Wicklow Way, Ireland

Wicklow Way, Ireland

This is one of the most popular hikes in Ireland, and sees up to 1 million visitors annually. It is easily accessible, due to its close proximity to Dublin. This path was the first official way-marked way, and features abundant signage to guide trekkers (look for black posts with a yellow walking person). You will see waterfalls, lakes, moors and mountain vistas along this route. Do take care however, as there are thieves who will break into parked cars. Also the traffic can be a headache along the narrow roads.

Wicklow Way

flickr image by jaroslavd

This path may be tackled in as little as three days, which limits you to the first half, with the most spectacular scenery. If you have more time, the entire 132km route can be completed in one week, while ten days would give you some time to rest and explore the surrounding region at a more leisurely pace. If you plan to undertake this route during the fall, winter, or spring seasons, be prepared for high winds, rain, sleet and perhaps even blizzards. The following description covers the first half of the Wicklow Way.

Wicklow Way was created by JB Malone, a well-known Irish walker, in 1982. Camping is prohibited in Wicklow Mountains National Park, where most of the walk takes place, but there are numerous lodgings available along this route – accommodations are described below. Please note that there is only one ATM available on the first half of this trip, at Roundwood.

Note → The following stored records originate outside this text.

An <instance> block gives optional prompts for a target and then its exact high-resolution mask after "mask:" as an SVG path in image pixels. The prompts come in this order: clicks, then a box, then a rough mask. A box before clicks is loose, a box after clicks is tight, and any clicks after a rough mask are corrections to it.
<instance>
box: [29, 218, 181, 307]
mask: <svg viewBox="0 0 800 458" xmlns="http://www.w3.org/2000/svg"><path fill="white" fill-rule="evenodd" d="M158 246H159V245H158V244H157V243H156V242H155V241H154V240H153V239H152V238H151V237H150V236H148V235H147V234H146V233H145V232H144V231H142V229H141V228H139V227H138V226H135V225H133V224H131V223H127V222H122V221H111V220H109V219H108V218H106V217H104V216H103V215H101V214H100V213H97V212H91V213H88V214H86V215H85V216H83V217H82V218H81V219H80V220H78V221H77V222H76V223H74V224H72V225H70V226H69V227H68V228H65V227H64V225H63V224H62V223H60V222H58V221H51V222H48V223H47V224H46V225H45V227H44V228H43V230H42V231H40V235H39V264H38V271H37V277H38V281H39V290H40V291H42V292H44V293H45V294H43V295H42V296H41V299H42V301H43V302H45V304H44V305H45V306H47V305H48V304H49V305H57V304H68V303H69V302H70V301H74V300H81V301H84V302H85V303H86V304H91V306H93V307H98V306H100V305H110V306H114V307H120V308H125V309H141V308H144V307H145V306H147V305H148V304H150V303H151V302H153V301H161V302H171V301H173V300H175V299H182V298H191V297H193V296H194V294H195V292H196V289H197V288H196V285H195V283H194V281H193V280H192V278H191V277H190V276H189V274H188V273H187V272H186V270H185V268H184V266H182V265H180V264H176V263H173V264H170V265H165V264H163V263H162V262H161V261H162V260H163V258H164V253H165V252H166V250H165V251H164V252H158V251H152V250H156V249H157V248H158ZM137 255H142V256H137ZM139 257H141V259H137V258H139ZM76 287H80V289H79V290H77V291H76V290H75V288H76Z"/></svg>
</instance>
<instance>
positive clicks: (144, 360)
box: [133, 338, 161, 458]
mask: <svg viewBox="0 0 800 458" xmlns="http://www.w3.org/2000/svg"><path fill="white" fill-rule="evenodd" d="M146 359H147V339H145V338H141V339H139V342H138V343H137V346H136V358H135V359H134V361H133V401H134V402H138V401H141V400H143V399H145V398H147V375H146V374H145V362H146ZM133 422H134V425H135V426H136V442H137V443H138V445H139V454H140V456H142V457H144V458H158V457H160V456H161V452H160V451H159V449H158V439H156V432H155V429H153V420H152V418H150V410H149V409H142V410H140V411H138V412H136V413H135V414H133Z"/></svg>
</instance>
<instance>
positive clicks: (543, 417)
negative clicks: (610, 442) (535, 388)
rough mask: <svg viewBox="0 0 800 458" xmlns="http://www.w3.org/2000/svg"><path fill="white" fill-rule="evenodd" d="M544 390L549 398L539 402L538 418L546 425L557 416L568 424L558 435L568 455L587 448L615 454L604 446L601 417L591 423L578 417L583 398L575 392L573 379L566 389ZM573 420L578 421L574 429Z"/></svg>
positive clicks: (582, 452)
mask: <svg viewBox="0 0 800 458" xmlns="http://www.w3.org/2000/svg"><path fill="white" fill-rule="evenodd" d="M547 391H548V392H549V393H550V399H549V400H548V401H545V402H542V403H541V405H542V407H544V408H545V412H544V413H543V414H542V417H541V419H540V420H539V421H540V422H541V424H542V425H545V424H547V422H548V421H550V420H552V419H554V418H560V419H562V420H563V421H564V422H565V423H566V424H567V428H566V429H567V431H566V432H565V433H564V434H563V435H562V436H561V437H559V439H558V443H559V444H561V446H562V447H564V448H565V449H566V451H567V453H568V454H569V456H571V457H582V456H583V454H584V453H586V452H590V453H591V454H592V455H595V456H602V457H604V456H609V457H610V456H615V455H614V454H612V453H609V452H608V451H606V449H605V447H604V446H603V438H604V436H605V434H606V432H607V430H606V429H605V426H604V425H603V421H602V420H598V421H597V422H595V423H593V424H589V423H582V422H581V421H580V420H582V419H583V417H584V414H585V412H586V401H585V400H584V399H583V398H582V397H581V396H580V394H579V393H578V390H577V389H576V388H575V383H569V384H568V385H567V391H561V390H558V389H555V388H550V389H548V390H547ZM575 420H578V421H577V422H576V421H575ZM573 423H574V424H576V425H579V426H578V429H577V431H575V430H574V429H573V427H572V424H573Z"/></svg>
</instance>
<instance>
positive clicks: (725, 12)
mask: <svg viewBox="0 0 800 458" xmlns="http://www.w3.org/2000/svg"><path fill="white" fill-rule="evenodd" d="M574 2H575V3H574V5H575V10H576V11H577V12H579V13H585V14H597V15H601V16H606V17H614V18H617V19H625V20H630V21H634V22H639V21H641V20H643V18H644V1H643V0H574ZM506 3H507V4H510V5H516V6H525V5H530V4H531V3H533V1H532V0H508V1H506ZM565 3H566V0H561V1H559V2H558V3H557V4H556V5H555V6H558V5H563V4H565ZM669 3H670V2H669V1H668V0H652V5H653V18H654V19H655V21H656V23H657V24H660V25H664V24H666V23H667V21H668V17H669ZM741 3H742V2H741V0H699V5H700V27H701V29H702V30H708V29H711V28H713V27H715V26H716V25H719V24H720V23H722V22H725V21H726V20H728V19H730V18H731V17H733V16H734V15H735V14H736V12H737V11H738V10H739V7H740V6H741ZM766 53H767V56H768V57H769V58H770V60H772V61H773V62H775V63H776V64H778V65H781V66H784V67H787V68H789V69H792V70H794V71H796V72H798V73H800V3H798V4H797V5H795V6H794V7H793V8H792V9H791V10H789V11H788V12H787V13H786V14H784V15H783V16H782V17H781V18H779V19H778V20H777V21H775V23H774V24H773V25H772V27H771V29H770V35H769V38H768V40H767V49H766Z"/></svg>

Along this trail, you may be able to see hybrid red and sika deer – the sika deer were originally imported from Japan and escaped to mate with the local red deer. Other wildlife include red squirrels, foxes, hares, feral goats, red grouse, skylarks, meadow pipits, kestrel and peregrine falcon.

To begin the Wicklow Way hike, you may take Dublin Bus number 16 from central Dublin (Upper O’Connell St.) to Marley Grange stop at the park entrance. The first day, you will hike from Marlay Park to Knockree. Craft workshops can be found at Marley Park. The first day involves a trip of 6 hours, 20km. You will cross the Little Dargle River, and traverse Kilmashogue Wood. A side trip to Fairy Castle (536m) is possible, requiring a 1km detour. The route winds around Prince William’s Seat (555m). In Knockree, accommodations may be found at:

Knockree Youth Hostel, Lackan, Knockree
Oaklawn B&B, Glaskenny, Enniskerry
Brook Cottage

Day 2 on the Wicklow Way takes you from Knockree to Roundwood, a trip of 5.5 hours, 22km. You will pass the highest waterfall in Ireland, Powers Court Waterfall, 119m high. You will pass by moors, Coolakay House, B&B, at Enniskerry and Dargle River. You may also visit Djouce Mountain (725m), which involves a 2.5 hour, 7.5km detour.

You may stay in Roundwood, a village with a population of 600 people. You can find a supermarket here and an ATM. Accommodations include:

Roundwood Caravan and Camping Park
Tochar House on Main St
Riverbank B&B on Dublin Road
the Coach House
Roundwood Inn also on Main St
For public transportation, take St. Kevin’s Bus from Roundwood to Laragh, Glendalough, Bray and Dublin.

On day 3, you hike from Roundwood to Glenmalure, a distance of 7 hours, 27km. This route passes through oak woodland, Paddock Hill (360m), and Laragh Village. Accommodations here include:

Dunroamin House
Glendale B&B, Laragh East
Glendalough River House
Lynham’s Hotel

After reaching Glenmacnass River, there is a magnificent view of Glendalough Lower and Upper Lakes. From there you may access Glendalough Visitor Centre, and the famous Monastic City, founded AD 570 by St Kevin, an ancient centre of learning and pilgrimage.